Comparative Example 6 :
3-[({1-[(2-Amino-9H-purin-9-yl) methyl] cyclopropyl} oxy) methyl] -8,8-dimethyl-3,7-dioxo-2,4,6-trioxa -3λ5-phosphanon-1-yl-pivalate naphthalenesulfonic acid mono salt 5 g of the free base obtained in Comparative Example 1 was dissolved in 30 mL of ethyl acetate. Naphthalenesulfonic acid (1.97 g, 1 equivalent) was dissolved in water (5 mL) and added dropwise. After the mixture was stirred for 15 hours, the solvent was completely removed under reduced pressure. Ethanol and diethyl ether were added to the residue to precipitate white crystals. The produced solid was filtered, washed with a solvent mixture of ethanol and diethyl ether, and dried to obtain naphthalenesulfonic acid mono salt (6.2 g, yield 90.0%).

Content: 91.4%
¹ H NMR (CD ₃ OD): δ 8.48 (s, 2H), 8.44 (s, 1H), 7.95 (d, 1H), 7.83 (m, 3H), 7.50 (m , 2H), 5.63 (m, 4H), 4.23 (s, 2H), 3.95 (d, 2H), 1.18 (s, 18H), 1.01 (m, 4H)

Comparative Example 7 :
3-[({1-[(2-Amino-9H-purin-9-yl) methyl] cyclopropyl} oxy) methyl] -8,8-dimethyl-3,7-dioxo-2,4,6-trioxa Ethanesulfonic acid mono salt of -3λ5-phosphanon-1-yl-pivalate 5 g of the free base obtained in Comparative Example 1 was dissolved in 30 mL of ethyl acetate. Ethanesulfonic acid (1.05 g, 1 eq) was added and dissolved completely. After the mixture was stirred for 1 hour, the solvent was completely removed under reduced pressure. Ethanol, diethyl ether and n-hexane were added to the residue to precipitate white crystals. The produced solid was filtered, washed with a solvent mixture of ethanol and diethyl ether, and dried to obtain ethanesulfonic acid mono salt (5.0 g, yield 82.8%).

Content: 90.0%
¹ H NMR (CDCl ₃ ): δ 8.60 (s, 1H), 8.51 (s, 1H), 5.63 (m, 4H), 4.32 (s, 2H), 4.00 (d, 2H), 2.92 (m, 2H), 1.29 (m, 3H), 1.19 (s, 18H), 1.01 (m, 4H)

Experimental Example 1: Comparative stability test 1 under high temperature and high humidity
30-70 mg each of the maleic acid monosalts of Examples, the free bases and salts of Comparative Examples 1-5 were placed in glass bottles and stored at 40 ± 2 ° C. and 75 ± 5% RH. After 1, 4 and 8 weeks, 5 mg of each sample was taken, dissolved in a solvent mixture of tetrahydrofuran / water (1/1, v / v), and analyzed using HPLC. The results are summarized in Table 1 below.

  As can be seen from the results in Table 1, the maleic acid monosalt of the general formula (1) showed excellent thermal stability compared to the corresponding free base and other salts.
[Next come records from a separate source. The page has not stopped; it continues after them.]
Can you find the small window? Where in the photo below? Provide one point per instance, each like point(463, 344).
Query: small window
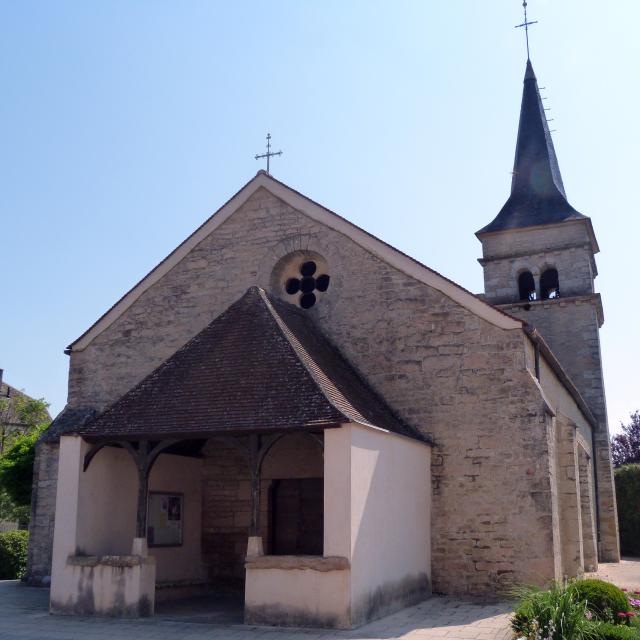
point(308, 283)
point(301, 278)
point(549, 284)
point(526, 286)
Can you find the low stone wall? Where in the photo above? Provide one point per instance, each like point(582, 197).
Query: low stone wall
point(116, 586)
point(300, 591)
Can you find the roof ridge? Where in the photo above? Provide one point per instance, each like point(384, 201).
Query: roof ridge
point(238, 374)
point(319, 377)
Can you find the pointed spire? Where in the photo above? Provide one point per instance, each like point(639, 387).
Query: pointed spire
point(537, 192)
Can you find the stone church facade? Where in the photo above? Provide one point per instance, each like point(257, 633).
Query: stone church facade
point(495, 402)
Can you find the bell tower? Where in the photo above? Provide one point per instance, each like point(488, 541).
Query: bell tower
point(538, 256)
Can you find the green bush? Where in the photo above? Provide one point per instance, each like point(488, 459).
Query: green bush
point(603, 599)
point(13, 554)
point(608, 631)
point(628, 497)
point(557, 614)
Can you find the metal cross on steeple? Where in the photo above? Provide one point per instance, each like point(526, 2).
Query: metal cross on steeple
point(526, 24)
point(269, 153)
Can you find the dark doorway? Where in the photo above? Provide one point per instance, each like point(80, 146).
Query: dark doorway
point(297, 518)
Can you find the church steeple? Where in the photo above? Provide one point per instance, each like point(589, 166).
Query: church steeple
point(537, 192)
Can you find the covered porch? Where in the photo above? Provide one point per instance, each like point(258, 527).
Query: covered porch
point(313, 504)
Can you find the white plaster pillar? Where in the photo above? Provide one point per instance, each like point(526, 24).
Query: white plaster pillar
point(65, 533)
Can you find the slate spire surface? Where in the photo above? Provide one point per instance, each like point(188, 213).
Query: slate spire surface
point(537, 192)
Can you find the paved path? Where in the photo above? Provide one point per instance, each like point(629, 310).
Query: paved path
point(23, 616)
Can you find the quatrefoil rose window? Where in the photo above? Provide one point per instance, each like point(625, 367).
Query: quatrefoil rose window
point(307, 283)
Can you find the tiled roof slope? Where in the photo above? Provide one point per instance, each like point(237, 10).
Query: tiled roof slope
point(261, 365)
point(537, 192)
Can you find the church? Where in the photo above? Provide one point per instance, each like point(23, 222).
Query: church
point(290, 408)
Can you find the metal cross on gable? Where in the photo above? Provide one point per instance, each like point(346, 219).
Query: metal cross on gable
point(526, 24)
point(269, 153)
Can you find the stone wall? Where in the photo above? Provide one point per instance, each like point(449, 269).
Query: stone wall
point(43, 506)
point(570, 326)
point(587, 500)
point(565, 247)
point(454, 376)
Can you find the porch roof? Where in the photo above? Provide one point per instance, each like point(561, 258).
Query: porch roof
point(262, 365)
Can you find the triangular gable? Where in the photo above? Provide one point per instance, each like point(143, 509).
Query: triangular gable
point(317, 212)
point(261, 365)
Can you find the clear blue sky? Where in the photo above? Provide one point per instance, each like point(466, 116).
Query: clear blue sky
point(124, 124)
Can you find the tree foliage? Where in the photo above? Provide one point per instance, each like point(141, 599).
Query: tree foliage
point(16, 462)
point(13, 554)
point(16, 467)
point(625, 446)
point(628, 499)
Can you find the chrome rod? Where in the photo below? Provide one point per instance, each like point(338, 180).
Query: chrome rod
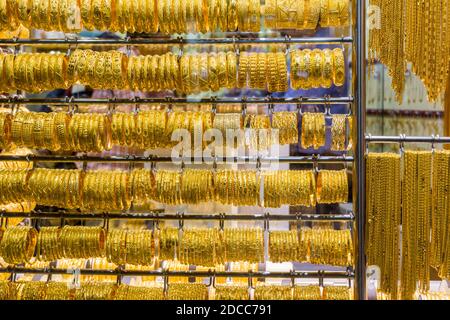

The stability results of maleic acid monosalt and free base are shown in FIG.

Experimental example 2: Stability comparison test 2 under high temperature and high humidity
About 5 to 6 mg of each of the maleic acid monosalt of the example, the free base, and the salts of Comparative Examples 6 to 7 was placed in a glass bottle and stored at 60 ° C. After 1 or 2, 4 and 8 weeks, each sample in a glass bottle was taken, dissolved in a solvent mixture of tetrahydrofuran / water (1/1, v / v) and analyzed using HPLC. The results are summarized in Table 2 below.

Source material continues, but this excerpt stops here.